En términos agregados, la suficiencia productiva actual puede proveer a la totalidad de la población, fenómeno que si no se produce es debido a la falta de mecanismos de redistribución y al no haber mudado desde el arraigado desperdicio hacia un consumo más moderado y responsable aquella parte del mundo instalada en la sociedad del consumo compulsivo. El progreso tecnológico, la robotización progresiva y el uso de automatismos en el proceso productivo, hacen prever unas necesidades de trabajo aún menores que las actuales. Globalización y tecnificación no son fenómenos coyunturales, y han venido para quedarse, con su correspondiente impacto negativo sobre el empleo. Incorporar estas variables en la ecuación del futuro de la sociedad es del todo inevitable. La reducción de las necesidades de trabajo debería verse como un progreso civilizatorio innegable. Se podría hacer honor a la perspectiva de Keynes que la economía se pudiera instalar en el asiento trasero de la humanidad y las personas dedicarnos a las múltiples dimensiones satisfactorias que nos ofrece la vida. Sin mecanismos de redistribución del trabajo y de la renta, lo que debería ser una bendición se convierte en una condena a la pobreza y la precariedad de la mayor parte de la población. Se quiera o no, el cambio de paradigma, la mudanza de las prioridades, se impone. La acumulación de riqueza en tan pocos no se puede justificar con la pobreza y el sufrimiento de tantos. Slavoj Zizek lo ha planteado de manera precisa: «la economía global que vendrá tenderá hacia un estado en el que sólo el 20% de la mano de obra será capaz de hacer todo el trabajo necesario, de manera que el 80% de la gente será básicamente irrelevante, de ninguna utilidad, y por eso probablemente desocupada, o muy mal ocupada. Un sistema que convierte al 80% de la gente en prescindible e inútil, ¿no es en sí mismo, irrelevante y de ninguna utilidad?

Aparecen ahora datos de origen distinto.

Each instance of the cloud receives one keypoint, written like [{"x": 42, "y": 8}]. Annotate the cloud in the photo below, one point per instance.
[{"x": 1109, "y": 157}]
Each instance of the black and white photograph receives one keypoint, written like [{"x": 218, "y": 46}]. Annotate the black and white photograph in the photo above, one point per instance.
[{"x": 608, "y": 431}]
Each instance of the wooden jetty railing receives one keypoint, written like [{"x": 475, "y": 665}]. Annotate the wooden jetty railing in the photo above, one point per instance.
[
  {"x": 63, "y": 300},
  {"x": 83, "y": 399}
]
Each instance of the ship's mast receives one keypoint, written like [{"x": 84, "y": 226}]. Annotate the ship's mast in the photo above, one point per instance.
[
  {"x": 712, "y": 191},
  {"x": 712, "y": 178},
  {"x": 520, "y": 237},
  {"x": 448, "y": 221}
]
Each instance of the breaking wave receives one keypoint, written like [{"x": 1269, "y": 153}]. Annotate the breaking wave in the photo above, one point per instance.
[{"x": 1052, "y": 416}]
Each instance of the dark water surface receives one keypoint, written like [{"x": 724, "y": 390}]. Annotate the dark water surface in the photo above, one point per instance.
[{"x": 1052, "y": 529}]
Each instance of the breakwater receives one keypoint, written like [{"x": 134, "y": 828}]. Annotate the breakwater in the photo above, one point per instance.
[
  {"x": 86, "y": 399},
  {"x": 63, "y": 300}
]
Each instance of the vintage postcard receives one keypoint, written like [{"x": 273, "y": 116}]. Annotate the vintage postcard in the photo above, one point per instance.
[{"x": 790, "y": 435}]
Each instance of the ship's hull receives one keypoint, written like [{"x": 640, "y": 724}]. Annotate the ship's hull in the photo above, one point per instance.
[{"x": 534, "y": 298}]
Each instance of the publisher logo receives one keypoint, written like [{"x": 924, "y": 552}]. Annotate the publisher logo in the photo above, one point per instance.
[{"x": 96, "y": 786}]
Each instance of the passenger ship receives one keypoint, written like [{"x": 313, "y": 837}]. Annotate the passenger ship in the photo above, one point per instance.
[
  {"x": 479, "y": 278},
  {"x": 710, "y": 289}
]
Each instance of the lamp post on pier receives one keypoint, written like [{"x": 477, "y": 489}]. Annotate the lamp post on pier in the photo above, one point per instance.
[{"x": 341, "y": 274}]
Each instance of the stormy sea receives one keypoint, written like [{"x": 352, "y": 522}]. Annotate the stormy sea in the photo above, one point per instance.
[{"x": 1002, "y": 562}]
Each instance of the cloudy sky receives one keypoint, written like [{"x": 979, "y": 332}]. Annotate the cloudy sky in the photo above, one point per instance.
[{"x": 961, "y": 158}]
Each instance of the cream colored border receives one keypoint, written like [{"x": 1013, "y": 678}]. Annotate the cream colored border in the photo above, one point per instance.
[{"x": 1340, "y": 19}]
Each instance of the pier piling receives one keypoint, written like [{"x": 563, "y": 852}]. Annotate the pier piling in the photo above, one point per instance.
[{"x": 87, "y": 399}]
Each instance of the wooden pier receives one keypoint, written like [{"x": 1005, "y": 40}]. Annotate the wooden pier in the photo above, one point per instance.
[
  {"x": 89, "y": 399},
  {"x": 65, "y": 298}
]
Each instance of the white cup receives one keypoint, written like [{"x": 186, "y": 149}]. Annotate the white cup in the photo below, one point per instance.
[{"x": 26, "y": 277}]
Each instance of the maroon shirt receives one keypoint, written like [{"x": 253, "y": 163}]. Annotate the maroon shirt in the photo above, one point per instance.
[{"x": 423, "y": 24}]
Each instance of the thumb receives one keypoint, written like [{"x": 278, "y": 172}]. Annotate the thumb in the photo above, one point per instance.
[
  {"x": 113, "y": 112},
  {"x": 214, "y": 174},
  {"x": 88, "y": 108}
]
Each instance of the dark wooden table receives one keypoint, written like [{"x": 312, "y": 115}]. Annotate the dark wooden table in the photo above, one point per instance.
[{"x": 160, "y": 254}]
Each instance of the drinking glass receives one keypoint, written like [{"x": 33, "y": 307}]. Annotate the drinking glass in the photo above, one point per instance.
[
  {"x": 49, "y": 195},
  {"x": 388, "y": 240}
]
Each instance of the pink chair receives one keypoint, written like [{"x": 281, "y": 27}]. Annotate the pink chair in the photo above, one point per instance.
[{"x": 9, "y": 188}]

Hemos vivido en un mundo donde el estatus iba asociado a un trabajo estable, a una profesión definida y razonablemente bien remunerado. El reconocimiento social ha estado asociado a la condición de asalariados. La democracia se ha sostenido sobre el trabajo y unos mínimos de bienestar y seguridades garantizadas. El precariado no tiene la identidad basada en el trabajo, no tiene memoria social ni la sensación de pertenecer a una comunidad ocupacional basada en prácticas estables, códigos éticos y normas de comportamiento, reciprocidad y fraternidad. El hombre precario es un ser aislado y fragmentado, no tiene un espacio público donde comunicarse, de encuentro, y tiene la razonable sensación de estar constantemente maltratado. El resentimiento, que es un mal compañero de viaje, es su percepción predominante. No se le puede exigir ni esperar ningún tipo de acción política razonable, sólo la conformidad de la frustración, o bien la explosión descontrolada y violenta con tintes antisociales. La sensación de ostracismo y de desarraigo son los peores castigos a que se puede someter al ser humano.
Tyler Cowen también ha escrito sobre una tendencia futura del empleo y la sociedad altamente inquietante. Un tiempo nuevo donde alrededor de un 15% de la población dispondrá de buenos niveles de renta dado que su alta empleabilidad por el conocimiento tecnológico le supondrá formar parte de la exclusiva «gama alta» del mercado laboral, mientras el resto de los ciudadanos con empleo dispondrán de salarios mucho menores que en la actualidad, compitiendo por su puesto de trabajo con un porcentaje muy elevado de parados, los cuales serán contenidos con prestaciones sociales que los mantendrán al límite de la subsistencia. Una especie de nuevo contrato social, reformulando en profundidad y muy a la baja del que dio lugar al modelo social europeo. La desigualdad será un valor imperante, una condición de partida, ya que nos regiremos por la «capacidad de generar valor añadido» de cada individuo. Esta segmentación social intensa y profunda, también intensificará la segregación en el espacio: áreas residenciales de alquileres bajos pobladas de pobres, ancianos y parados, contrastando con los protegidos condominios de la minoría favorecida y los «gentrificados» barrios centrales de las ciudades. Un mundo orwelliano donde la exclusión social formará parte del paisaje, donde a las personas de bajos ingresos se les obligará a «salir» de la civilización autosatisfecha y minoritaria. ¿Quién quiere vivir en un mundo como éste?